The human love affair with chocolate is at least 3,000 years old -- and it began at least 500 years earlier than previously thought, according to new analyses of pottery shards from the Ulúa Valley region of northern Honduras.

But the first people to appreciate the cacao tree were probably after a buzz of another kind -- a fermented, winelike drink, research shows -- and only later discovered the chocolaty taste we love today.

In research published in the Nov. 27 issue of the Proceedings of the National Academy of Sciences, Cornell professor of anthropology John Henderson and colleagues found traces of caffeine and theobromine, an alkaloid similar to caffeine but specific to cacao, in 11 shards dated to 1100 B.C. The samples came from excavations directed by Henderson and University of California-Berkeley anthropology professor Rosemary Joyce at a site known as Puerto Escondido.

The findings offer chemical evidence for the earliest cacao consumption anywhere in the world.

In the past, the only chemical detection of cacao in ancient pottery required an intact vessel and a substantial amount of residue, Henderson said. To detect much smaller chemical traces in broken shards, co-authors Patrick E. McGovern and Gretchen Hall at the University of Pennsylvania Museum and W. Jeffrey Hurst at Hershey Foods used new extraction techniques along with liquid chromatography, gas chromatography and mass spectrometry -- techniques that could be used for sensitive chemical testing on many more remnants in the future.
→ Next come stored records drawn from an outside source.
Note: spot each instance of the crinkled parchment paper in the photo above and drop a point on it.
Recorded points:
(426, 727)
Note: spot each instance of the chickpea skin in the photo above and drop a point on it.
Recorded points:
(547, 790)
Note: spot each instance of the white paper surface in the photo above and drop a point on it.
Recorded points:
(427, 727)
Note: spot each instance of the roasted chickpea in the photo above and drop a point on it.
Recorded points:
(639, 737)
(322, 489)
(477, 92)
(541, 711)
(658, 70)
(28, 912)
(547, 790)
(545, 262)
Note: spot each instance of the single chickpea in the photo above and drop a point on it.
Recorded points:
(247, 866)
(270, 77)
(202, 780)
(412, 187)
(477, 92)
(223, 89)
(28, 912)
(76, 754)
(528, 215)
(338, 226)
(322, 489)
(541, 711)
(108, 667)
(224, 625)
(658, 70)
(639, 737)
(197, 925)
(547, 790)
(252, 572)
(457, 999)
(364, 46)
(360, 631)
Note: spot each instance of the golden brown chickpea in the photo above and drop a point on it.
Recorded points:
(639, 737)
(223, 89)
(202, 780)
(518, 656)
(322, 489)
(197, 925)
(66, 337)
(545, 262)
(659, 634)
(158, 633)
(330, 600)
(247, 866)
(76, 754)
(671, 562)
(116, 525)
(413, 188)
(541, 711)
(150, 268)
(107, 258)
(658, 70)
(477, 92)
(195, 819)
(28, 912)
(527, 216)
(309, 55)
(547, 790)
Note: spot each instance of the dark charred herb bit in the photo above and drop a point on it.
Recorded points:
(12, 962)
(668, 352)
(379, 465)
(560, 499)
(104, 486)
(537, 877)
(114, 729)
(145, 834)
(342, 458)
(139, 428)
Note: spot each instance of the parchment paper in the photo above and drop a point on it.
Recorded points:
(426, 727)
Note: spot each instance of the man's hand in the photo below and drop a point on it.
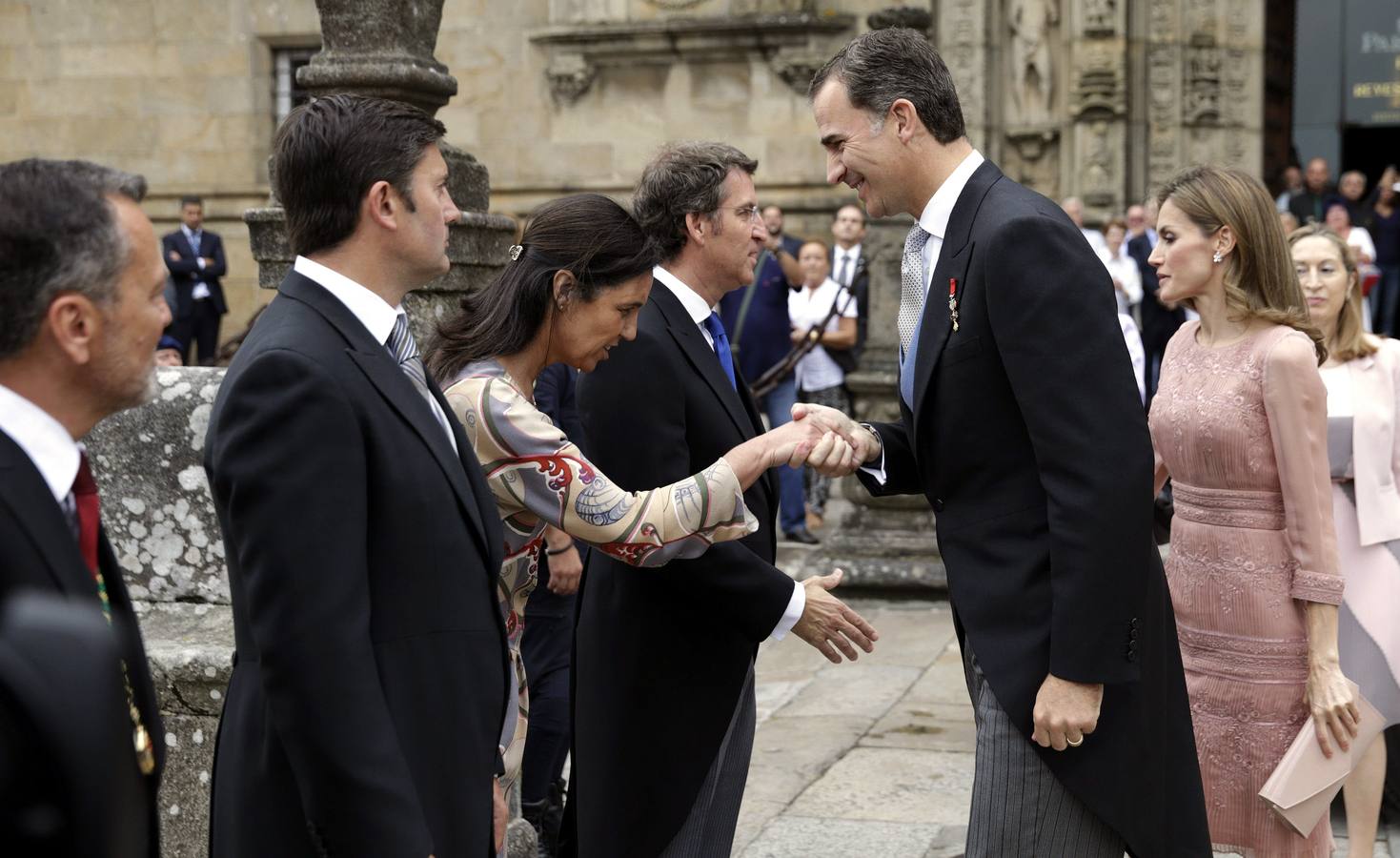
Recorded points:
(829, 624)
(1065, 713)
(500, 815)
(865, 444)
"It's not very often that you find a whole vessel," said Henderson. "Now that you can process things from people's trash piles, you can see in much better context how these things were being used."

But while cacao beans (seeds) and the spicy, frothy chocolaty drink they produced were the stuff of royal ceremonies and elite gatherings in later millennia, Henderson said, it's likely that the earliest cacao drinkers made a simpler drink by fermenting the pulp around the seeds. The result (which at least one brewing company, in collaboration with McGovern, is working to reproduce) was a brew that tasted nothing like chocolate.
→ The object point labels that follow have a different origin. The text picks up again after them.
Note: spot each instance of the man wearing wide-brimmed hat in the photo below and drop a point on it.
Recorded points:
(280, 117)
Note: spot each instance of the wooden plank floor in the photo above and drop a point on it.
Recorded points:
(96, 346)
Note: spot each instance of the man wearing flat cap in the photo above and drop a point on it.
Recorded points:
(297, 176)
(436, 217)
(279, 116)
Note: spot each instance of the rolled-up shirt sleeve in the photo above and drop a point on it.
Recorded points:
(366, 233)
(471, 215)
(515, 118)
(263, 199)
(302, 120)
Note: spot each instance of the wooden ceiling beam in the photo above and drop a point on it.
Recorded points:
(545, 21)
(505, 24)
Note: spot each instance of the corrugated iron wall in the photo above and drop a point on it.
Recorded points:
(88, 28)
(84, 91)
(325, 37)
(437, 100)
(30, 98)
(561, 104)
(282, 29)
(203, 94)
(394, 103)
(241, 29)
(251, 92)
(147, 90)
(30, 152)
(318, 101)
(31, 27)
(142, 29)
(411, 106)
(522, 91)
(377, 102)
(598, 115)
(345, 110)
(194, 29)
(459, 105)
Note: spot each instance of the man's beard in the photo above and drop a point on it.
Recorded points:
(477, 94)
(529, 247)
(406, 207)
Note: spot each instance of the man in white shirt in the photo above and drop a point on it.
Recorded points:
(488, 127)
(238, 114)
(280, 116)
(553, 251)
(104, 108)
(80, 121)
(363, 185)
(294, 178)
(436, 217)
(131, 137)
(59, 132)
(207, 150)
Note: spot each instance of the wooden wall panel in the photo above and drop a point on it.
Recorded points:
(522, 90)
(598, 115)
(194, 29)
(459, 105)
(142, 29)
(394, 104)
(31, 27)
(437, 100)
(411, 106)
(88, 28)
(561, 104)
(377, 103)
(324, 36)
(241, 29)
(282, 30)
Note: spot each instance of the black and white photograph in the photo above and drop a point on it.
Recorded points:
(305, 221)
Since both beverages contain theobromine and caffeine, chemistry doesn't reveal whether a vessel held a winelike quaff made from pulp or the celebrated chocolate concoction made from seeds. But while the jugs of later, chocolate-drinking periods were short and wide, with broad openings to allow for pouring back and forth to create froth, the earlier bottles had long, skinny spouts that would frustrate the most diligent Starbucks froth specialist.

Over the ensuing centuries, Henderson said, the drink was traded, shared and used in ceremonies, creating social networks across the region and beyond.

"The upwardly mobile families were using cacao, serving it as part of a strategy for distinguishing themselves," he said. "It was a way of creating social obligation and political power locally and with people in distant villages. It's that context that gives us a way of understanding how it is that potters in villages hundreds of miles apart have the same understanding of what vessels should look like."

And over time, people likely discovered that the fermented seeds, not the pulp, were the real discovery.

"If we're right about the shift from wine made from pulp to chocolate made from seeds," said Henderson, then all the pomp and luxury that surrounded chocolate in later years -- "the control of cacao plantations by kings and chiefs, all the fancy serving of chocolate in the Aztec courts that so impressed the Spaniards, and the modern chocolate industry that developed from that -- all that was an unintended consequence of some early brewing."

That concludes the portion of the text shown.